Zhang Yi, Ding Chris, Li Tao
School of Computer Science, Florida International University, 11200 SW 8th Street, Miami, FL 33199, USA.
BMC Genomics. 2008 Sep 16;9 Suppl 2(Suppl 2):S27. doi: 10.1186/1471-2164-9-S2-S27.
Gene expression data usually contains a large number of genes, but a small number of samples. Feature selection for gene expression data aims at finding a set of genes that best discriminate biological samples of different types. In this paper, we present a two-stage selection algorithm by combining ReliefF and mRMR: In the first stage, ReliefF is applied to find a candidate gene set; In the second stage, mRMR method is applied to directly and explicitly reduce redundancy for selecting a compact yet effective gene subset from the candidate set.

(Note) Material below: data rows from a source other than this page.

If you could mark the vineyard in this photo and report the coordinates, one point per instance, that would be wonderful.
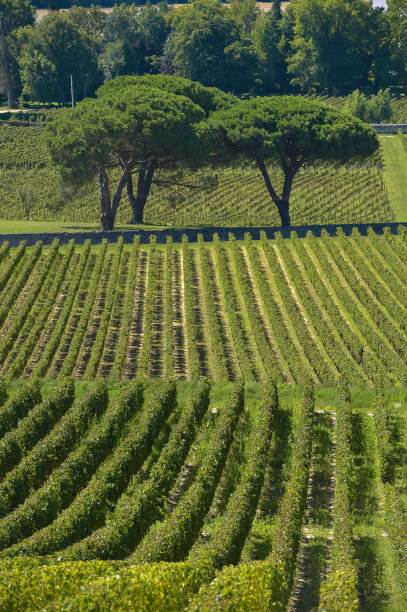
(30, 189)
(398, 105)
(222, 496)
(282, 309)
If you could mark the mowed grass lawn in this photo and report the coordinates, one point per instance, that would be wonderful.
(395, 174)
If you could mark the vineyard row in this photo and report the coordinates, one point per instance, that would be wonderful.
(209, 502)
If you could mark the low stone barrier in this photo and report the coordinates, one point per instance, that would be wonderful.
(192, 233)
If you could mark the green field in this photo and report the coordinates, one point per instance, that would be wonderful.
(30, 191)
(286, 309)
(214, 426)
(395, 173)
(139, 498)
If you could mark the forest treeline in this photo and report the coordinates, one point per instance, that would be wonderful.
(332, 46)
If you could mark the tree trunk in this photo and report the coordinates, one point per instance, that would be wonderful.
(111, 209)
(106, 220)
(283, 208)
(102, 194)
(283, 203)
(139, 201)
(6, 59)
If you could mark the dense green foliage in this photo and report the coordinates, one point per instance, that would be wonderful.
(291, 132)
(327, 193)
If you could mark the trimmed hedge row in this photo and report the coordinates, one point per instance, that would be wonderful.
(158, 587)
(19, 405)
(169, 312)
(228, 538)
(339, 591)
(396, 521)
(123, 340)
(193, 357)
(27, 306)
(230, 299)
(172, 539)
(290, 518)
(4, 250)
(259, 334)
(9, 266)
(148, 323)
(3, 392)
(27, 584)
(352, 343)
(45, 504)
(249, 587)
(37, 317)
(55, 336)
(88, 511)
(99, 343)
(32, 471)
(141, 504)
(82, 325)
(215, 333)
(18, 283)
(32, 428)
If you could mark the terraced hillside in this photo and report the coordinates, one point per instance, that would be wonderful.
(281, 309)
(30, 190)
(202, 497)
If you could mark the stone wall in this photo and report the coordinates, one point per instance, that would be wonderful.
(192, 234)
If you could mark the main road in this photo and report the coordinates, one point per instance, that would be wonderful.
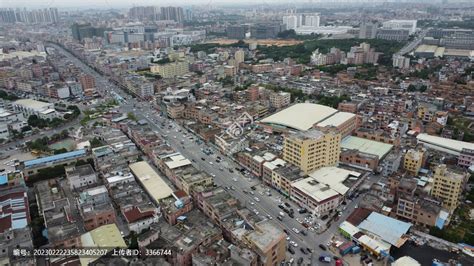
(236, 183)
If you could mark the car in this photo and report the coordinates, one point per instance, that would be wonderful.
(290, 249)
(300, 261)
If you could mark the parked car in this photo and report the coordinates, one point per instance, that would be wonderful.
(300, 261)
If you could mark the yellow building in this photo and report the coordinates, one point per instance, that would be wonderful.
(448, 186)
(171, 70)
(413, 161)
(105, 237)
(313, 149)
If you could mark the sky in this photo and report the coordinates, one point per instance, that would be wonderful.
(123, 3)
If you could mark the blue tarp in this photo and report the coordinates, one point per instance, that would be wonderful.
(55, 158)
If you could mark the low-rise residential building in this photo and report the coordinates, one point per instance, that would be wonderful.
(32, 167)
(138, 219)
(280, 99)
(171, 70)
(32, 107)
(96, 208)
(324, 189)
(176, 206)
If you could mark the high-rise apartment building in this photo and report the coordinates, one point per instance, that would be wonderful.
(46, 15)
(448, 186)
(144, 13)
(367, 31)
(239, 56)
(397, 24)
(313, 149)
(87, 82)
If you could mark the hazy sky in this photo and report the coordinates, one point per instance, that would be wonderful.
(127, 3)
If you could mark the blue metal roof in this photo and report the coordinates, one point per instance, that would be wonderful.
(55, 158)
(389, 229)
(3, 179)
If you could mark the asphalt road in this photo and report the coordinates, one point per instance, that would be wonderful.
(266, 206)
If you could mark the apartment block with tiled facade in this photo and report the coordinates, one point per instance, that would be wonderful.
(313, 149)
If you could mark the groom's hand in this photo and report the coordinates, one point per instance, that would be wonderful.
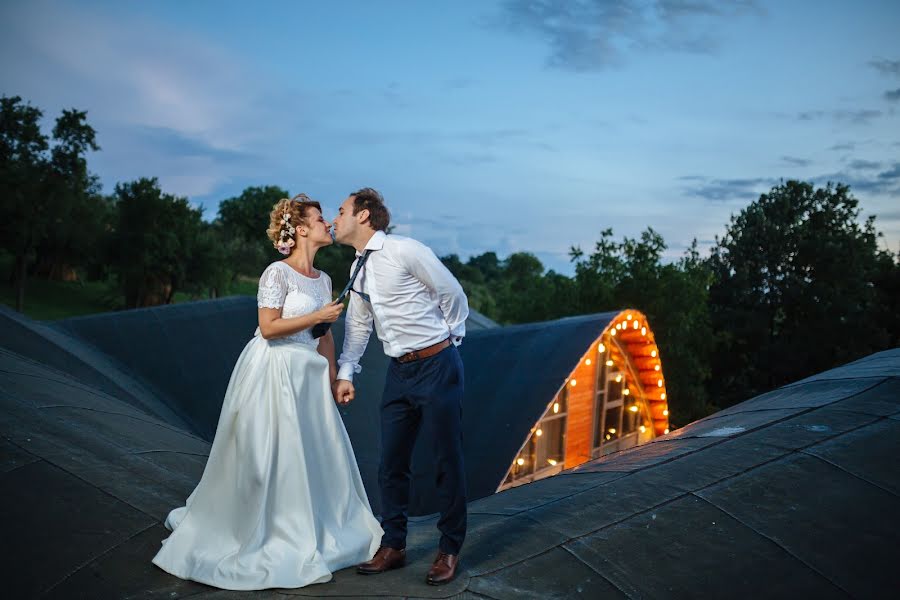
(344, 391)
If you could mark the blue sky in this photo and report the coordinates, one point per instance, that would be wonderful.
(506, 126)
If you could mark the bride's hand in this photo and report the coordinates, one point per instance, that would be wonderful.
(330, 312)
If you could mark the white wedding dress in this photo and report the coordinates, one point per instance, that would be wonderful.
(281, 503)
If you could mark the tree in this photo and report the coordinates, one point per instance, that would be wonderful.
(80, 216)
(160, 244)
(631, 273)
(244, 220)
(799, 287)
(24, 211)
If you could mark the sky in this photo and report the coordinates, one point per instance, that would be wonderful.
(507, 126)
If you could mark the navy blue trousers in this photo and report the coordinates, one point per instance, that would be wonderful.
(423, 397)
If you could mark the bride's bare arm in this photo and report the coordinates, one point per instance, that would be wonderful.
(272, 325)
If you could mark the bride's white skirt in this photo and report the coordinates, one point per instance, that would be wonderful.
(281, 502)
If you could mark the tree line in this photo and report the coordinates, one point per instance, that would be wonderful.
(795, 285)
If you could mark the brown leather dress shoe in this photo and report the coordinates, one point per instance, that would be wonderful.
(384, 560)
(443, 570)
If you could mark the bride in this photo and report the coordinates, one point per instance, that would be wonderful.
(281, 503)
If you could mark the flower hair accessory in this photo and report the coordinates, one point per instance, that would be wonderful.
(286, 236)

We perform comprehensive experiments to compare the mRMR-ReliefF selection algorithm with ReliefF, mRMR and other feature selection methods using two classifiers as SVM and Naive Bayes, on seven different datasets. And we also provide all source codes and datasets for sharing with others.
The experimental results show that the mRMR-ReliefF gene selection algorithm is very effective.
基因表达数据通常包含大量基因,但样本数量较少。基因表达数据的特征选择旨在找到一组能最佳区分不同类型生物样本的基因。在本文中,我们提出了一种结合ReliefF和mRMR的两阶段选择算法:在第一阶段,应用ReliefF找到候选基因集;在第二阶段,应用mRMR方法直接且明确地减少冗余,以便从候选集中选择一个紧凑而有效的基因子集。
我们进行了全面的实验,使用支持向量机(SVM)和朴素贝叶斯这两种分类器,在七个不同数据集上,将mRMR-ReliefF选择算法与ReliefF、mRMR及其他特征选择方法进行比较。并且我们还提供所有源代码和数据集以供他人共享。
实验结果表明,mRMR-ReliefF基因选择算法非常有效。